Felodipine is a medication used in the management and treatment of essential hypertension. It is a member of the dihydropyridine class of calcium channel blockers. This activity describes the indications, action, and contraindications of felodipine as a valuable agent in treating essential hypertension. In addition, this activity will highlight the mechanism of action, adverse event profile, and other key factors (e.g., off-label uses, dosing, pharmacodynamics, pharmacokinetics, monitoring, relevant interactions) pertinent for interprofessional team members in the treatment of patients with essential hypertension.

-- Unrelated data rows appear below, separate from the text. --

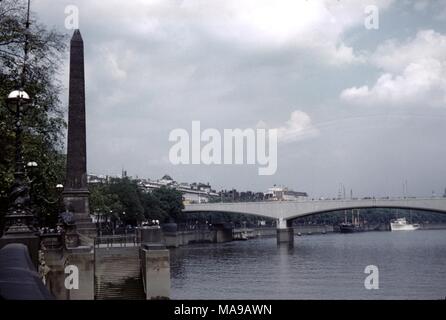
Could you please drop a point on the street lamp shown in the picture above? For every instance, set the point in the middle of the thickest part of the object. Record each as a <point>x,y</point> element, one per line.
<point>19,217</point>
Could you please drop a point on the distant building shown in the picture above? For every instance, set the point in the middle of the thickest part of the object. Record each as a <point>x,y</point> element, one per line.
<point>192,193</point>
<point>284,194</point>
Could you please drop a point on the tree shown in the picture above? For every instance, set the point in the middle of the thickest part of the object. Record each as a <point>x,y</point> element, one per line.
<point>43,122</point>
<point>171,201</point>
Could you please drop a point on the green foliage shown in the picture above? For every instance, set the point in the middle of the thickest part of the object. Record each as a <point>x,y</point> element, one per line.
<point>43,122</point>
<point>121,196</point>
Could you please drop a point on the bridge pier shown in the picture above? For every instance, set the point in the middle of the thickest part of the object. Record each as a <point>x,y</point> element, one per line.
<point>285,232</point>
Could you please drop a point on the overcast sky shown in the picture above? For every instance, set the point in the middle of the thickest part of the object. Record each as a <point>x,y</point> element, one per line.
<point>365,108</point>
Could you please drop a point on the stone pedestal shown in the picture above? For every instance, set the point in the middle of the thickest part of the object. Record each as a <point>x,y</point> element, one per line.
<point>285,236</point>
<point>31,240</point>
<point>155,260</point>
<point>83,259</point>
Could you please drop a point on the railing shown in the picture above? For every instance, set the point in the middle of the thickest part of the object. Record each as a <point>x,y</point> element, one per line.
<point>128,240</point>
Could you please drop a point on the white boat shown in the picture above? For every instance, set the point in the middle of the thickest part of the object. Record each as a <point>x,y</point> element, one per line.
<point>402,225</point>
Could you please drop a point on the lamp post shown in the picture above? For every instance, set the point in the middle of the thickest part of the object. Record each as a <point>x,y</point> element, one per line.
<point>19,217</point>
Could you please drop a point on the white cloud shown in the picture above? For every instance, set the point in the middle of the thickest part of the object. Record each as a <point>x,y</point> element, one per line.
<point>414,73</point>
<point>298,127</point>
<point>314,25</point>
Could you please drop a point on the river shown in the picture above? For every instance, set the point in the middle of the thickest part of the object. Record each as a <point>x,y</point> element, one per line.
<point>411,265</point>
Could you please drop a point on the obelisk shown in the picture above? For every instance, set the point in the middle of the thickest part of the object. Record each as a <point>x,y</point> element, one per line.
<point>75,188</point>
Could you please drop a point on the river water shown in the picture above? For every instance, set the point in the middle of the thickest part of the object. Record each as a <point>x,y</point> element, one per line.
<point>411,265</point>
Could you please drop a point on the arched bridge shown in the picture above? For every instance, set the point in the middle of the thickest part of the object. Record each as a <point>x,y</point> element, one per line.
<point>286,211</point>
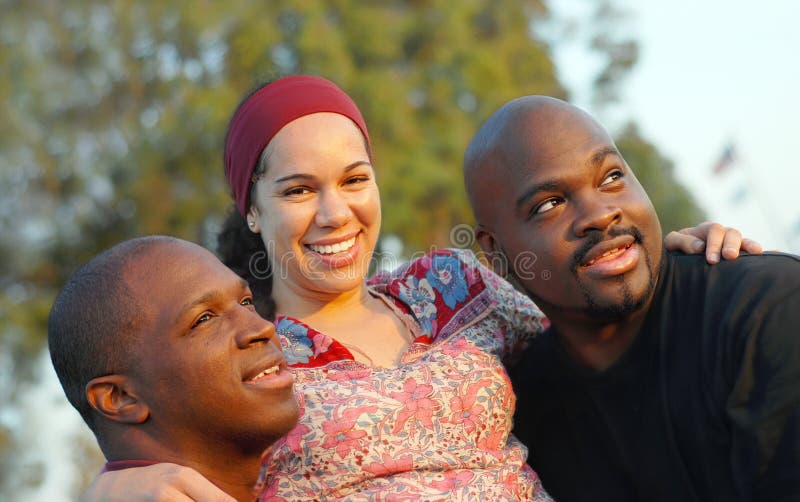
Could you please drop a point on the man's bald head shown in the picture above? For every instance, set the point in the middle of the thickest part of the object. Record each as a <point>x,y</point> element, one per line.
<point>550,191</point>
<point>516,133</point>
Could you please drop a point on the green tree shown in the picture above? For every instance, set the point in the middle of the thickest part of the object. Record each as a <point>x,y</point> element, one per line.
<point>675,205</point>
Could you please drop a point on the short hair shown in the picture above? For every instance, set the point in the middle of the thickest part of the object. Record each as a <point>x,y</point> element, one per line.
<point>92,328</point>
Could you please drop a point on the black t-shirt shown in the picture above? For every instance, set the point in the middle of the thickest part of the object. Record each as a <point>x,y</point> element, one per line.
<point>704,405</point>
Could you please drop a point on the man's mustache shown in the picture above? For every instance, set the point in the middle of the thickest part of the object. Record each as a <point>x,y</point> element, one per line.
<point>596,237</point>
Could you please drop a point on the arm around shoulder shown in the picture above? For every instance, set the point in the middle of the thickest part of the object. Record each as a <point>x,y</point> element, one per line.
<point>160,482</point>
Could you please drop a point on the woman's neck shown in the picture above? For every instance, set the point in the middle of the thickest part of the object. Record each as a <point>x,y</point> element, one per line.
<point>307,305</point>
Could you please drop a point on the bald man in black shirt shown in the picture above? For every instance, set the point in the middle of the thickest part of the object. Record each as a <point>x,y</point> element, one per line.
<point>661,378</point>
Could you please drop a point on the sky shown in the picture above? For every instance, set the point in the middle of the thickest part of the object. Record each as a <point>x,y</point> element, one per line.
<point>709,74</point>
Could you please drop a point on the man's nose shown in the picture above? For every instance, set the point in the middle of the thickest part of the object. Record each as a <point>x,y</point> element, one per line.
<point>253,329</point>
<point>596,214</point>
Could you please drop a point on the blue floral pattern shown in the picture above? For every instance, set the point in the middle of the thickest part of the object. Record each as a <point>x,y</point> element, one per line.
<point>419,296</point>
<point>446,275</point>
<point>296,345</point>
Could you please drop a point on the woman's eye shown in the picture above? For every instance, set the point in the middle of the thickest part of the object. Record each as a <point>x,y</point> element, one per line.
<point>612,177</point>
<point>356,179</point>
<point>547,205</point>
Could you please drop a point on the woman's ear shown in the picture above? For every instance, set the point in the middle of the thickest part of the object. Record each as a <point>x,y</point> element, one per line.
<point>252,220</point>
<point>492,252</point>
<point>113,397</point>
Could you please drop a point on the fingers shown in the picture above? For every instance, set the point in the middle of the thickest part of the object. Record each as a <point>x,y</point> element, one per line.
<point>731,244</point>
<point>156,483</point>
<point>683,242</point>
<point>717,240</point>
<point>751,246</point>
<point>195,487</point>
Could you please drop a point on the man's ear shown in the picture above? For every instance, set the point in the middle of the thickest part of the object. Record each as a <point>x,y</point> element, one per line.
<point>113,397</point>
<point>492,252</point>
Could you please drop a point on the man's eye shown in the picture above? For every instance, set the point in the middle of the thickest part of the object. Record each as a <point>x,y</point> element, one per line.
<point>547,205</point>
<point>356,179</point>
<point>612,177</point>
<point>296,191</point>
<point>202,319</point>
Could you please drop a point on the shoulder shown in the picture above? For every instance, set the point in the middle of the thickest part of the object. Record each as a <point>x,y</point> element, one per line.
<point>460,261</point>
<point>766,277</point>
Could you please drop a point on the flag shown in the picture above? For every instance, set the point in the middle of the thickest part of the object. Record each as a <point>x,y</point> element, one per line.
<point>725,160</point>
<point>740,195</point>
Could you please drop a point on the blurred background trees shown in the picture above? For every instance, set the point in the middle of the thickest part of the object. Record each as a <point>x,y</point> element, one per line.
<point>114,115</point>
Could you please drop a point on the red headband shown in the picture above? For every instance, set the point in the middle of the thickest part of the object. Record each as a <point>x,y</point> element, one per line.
<point>266,112</point>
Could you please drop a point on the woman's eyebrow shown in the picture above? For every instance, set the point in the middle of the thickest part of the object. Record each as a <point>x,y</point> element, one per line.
<point>304,176</point>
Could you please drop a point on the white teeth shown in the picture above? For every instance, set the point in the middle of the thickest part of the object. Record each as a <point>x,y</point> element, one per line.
<point>268,371</point>
<point>333,248</point>
<point>607,253</point>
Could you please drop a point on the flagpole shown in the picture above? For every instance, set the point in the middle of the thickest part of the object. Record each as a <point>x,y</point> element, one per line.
<point>764,206</point>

  • Identify the mechanism of action of felodipine.
  • Describe the adverse effects of felodipine.
  • Summarize the monitoring for toxicity of felodipine.
  • Explain interprofessional team strategies for improving care coordination and educating the patients regarding compliance with felodipine.


Felodipine is an agent in the dihydropyridine class of calcium channel blockers. Felodipine is FDA approved and indicated in the treatment of essential hypertension. Reduction in blood pressure lowers the risk of cardiovascular morbidity and mortality. The most significant benefit of the antihypertensive effect of felodipine is a decrease in the incidence of stroke. In patients presenting with mild to moderate hypertension, felodipine ER monotherapy is equivalent in efficacy to cardio-selective beta-blockers, thiazide diuretics, ACE inhibitors, and other calcium channel antagonists. In patients with severe hypertension uncontrolled by beta-blockers and diuretics, felodipine ER can be an add-on therapy.[1][2]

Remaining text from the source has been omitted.